A careful reading of Silverman (2010) will reveal that he was cognizant of precisely how much socioeconomic diversity was present in Galton’s dataset. Accordingly he was very careful to include only samples that would broadly match one or more of the categories in Galton’s dataset (see: Silverman, 2010, Table 2, pp. 42-43 for full disclosure of the sample background characteristics). One advantage of Silverman’s care and meticulous attention to detail is that it permits us to make like for like comparisons with specific socioeconomic and occupational groups in Galton’s data, thus we can directly test the claims of Alexander (2013). Concerning the post-Galton studies Silverman included five student samples, two of which date from the 1940s (Seashore et al. 1941), and the remaining three of which date from the 1970s to the 2000s (mean testing year = 1993; Brice & Smith, 2002; Lefcourt & Siegel, 1970; Reed et al., 2004).

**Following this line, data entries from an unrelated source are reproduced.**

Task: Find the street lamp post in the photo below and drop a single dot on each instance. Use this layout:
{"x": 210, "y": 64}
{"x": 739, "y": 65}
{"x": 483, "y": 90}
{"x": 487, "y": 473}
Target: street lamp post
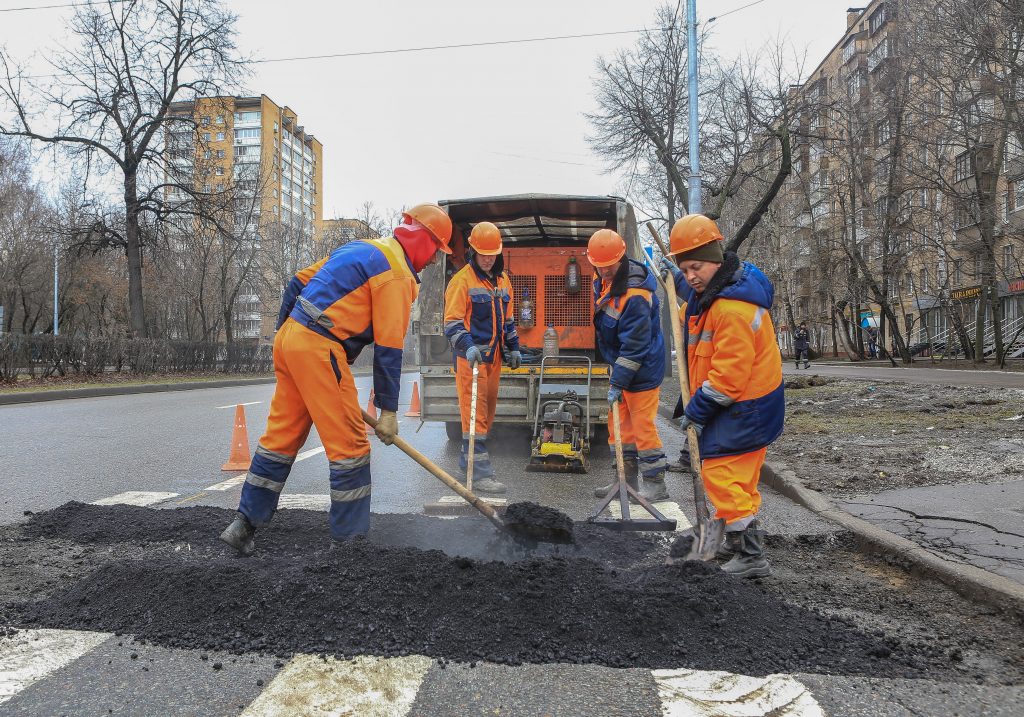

These can be compared with the combined Galton and Thompson 19th-century student data in a three-way comparison as follows:          

Comparison involving male students          Difference in mean N-weighted RT means
19th-century students vs. 1940s-era students                          +16.8 ms (183.2-200 ms)
19th-century students vs. ‘modern’ students                           +74.2 ms (183.2-257.4 ms)
1940s-era students vs. ‘modern’ students                              +57.4 ms (200-257.4 ms)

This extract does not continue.